The Last Song
Staring out the bedroom window, Ronnie wondered whether Pastor Harris was already at the church. She assumed that he was, and as she watched the waves breaking over the beach, she questioned whether he was still able to notice the play of light as it streamed through the stained-glass window above him. Perhaps not—the window had been installed more than a month ago, after all, and he was probably too preoccupied to notice anymore. Still, she hoped that someone new in town had stumbled into the church this morning and experienced the same sense of wonder she’d had when she’d first seen the light flood the church on that cold day in November. And she hoped the visitor had taken some time to consider where the window had come from and to admire its beauty.
She’d been awake for an hour, but she wasn’t ready to face the day. The holidays felt different this year. Yesterday, she’d taken her younger brother, Jonah, for a walk down the beach. Here and there were Christmas trees on the decks of the houses they passed. At this time of year, they had the beach pretty much to themselves, but Jonah showed no interest in either the waves or the seagulls that had fascinated him only a few months earlier. Instead, he’d wanted to go to the workshop, and she’d taken him there, although he’d stayed only a few minutes before leaving without saying a single word.

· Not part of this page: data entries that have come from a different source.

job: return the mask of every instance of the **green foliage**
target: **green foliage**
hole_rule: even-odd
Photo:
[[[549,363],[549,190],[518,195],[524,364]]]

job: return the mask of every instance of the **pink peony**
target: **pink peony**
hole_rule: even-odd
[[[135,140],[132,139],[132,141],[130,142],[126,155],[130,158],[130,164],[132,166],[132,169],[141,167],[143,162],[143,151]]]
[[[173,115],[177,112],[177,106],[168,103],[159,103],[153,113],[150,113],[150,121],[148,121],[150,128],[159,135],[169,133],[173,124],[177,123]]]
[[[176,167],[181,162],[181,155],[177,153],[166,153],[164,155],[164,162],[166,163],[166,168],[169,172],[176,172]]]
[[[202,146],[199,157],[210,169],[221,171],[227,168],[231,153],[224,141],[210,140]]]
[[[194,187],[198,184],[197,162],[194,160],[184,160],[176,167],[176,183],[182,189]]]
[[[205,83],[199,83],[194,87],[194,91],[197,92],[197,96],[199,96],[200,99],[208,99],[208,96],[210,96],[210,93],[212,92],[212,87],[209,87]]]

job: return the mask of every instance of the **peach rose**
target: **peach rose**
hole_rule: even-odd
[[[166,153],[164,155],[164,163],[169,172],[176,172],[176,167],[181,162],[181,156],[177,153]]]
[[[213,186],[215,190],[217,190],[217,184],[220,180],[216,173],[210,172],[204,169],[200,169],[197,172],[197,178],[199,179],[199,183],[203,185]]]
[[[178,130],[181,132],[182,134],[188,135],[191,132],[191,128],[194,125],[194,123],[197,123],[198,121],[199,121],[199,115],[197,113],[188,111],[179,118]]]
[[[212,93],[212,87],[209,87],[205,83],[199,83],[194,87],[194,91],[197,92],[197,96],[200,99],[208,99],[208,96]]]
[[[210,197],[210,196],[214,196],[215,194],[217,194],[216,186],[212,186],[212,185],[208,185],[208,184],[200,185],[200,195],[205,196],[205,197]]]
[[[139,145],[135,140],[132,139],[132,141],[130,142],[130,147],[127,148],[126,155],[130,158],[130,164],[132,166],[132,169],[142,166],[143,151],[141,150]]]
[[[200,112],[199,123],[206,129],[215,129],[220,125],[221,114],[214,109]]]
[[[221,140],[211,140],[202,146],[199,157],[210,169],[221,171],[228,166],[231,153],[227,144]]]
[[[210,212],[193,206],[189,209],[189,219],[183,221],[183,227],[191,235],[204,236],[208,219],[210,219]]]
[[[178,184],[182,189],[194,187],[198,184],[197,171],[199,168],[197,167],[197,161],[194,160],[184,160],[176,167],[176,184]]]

On the bedstand beside her lay a stack of framed photographs from the alcove of the small beach house, along with other items she’d collected that morning. In the silence, she studied them until she was interrupted by a knock on the door. Her mom poked her head in.

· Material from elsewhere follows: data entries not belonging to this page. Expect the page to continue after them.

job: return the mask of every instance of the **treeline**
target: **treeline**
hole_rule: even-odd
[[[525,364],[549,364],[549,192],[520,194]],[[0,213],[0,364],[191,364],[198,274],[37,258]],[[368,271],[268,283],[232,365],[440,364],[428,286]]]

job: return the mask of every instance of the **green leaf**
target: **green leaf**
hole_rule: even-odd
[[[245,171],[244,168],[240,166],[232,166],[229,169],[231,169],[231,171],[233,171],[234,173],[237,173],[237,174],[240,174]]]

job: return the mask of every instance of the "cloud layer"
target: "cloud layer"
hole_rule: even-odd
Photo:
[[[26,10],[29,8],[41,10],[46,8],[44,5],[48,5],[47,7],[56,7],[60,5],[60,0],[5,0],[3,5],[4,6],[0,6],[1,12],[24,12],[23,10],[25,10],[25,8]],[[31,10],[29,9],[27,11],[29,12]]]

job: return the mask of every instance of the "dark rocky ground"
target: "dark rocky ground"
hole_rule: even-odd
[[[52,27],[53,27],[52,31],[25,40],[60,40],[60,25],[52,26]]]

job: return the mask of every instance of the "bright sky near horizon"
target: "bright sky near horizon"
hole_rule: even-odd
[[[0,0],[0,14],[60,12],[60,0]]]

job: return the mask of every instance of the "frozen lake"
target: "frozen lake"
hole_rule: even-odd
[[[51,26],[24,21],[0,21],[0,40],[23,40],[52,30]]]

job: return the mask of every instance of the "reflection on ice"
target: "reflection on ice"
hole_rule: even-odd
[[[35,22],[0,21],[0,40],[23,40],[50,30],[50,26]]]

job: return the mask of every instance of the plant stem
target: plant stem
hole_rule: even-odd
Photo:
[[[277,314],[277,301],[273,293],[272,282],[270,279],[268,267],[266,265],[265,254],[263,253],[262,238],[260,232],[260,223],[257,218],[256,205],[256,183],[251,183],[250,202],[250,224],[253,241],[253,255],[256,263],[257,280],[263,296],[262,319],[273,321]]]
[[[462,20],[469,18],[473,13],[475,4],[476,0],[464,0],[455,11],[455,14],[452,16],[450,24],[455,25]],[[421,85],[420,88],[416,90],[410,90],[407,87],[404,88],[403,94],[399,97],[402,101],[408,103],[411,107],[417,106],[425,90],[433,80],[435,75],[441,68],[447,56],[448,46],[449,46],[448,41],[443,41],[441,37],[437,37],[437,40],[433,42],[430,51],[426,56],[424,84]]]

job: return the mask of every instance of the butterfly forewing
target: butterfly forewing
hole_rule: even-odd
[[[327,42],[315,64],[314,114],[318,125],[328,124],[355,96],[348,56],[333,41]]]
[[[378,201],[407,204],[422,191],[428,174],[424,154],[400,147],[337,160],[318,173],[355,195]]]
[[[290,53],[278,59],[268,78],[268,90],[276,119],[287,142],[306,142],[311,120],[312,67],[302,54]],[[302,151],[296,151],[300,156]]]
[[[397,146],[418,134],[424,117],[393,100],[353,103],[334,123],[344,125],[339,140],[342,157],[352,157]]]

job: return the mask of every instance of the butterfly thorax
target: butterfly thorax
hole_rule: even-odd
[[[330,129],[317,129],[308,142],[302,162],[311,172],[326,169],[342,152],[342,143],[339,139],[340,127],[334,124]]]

“Do you want breakfast? I found some cereal in the cupboard.”
“I’m not hungry, Mom.”
“You need to eat, sweetie.”
Ronnie continued to stare at the pile of photos, seeing nothing at all. “I was wrong, Mom. And I don’t know what to do now.”
“You mean about your dad?”
“Do you want to talk about it?”
When Ronnie didn’t answer, her mom crossed the room and sat beside her.
“Sometimes it helps if you talk. You’ve been so quiet these last couple of days.”
For an instant, Ronnie felt a crush of memories overwhelm her: the fire and subsequent rebuilding of the church, the stained-glass window, the song she’d finally finished. She thought about Blaze and Scott and Marcus. She thought about Will. She was eighteen years old and remembering the summer she’d been betrayed, the summer she’d been arrested, the summer she’d fallen in love. It hadn’t been so long ago, yet sometimes she felt that she’d been an altogether different person back then.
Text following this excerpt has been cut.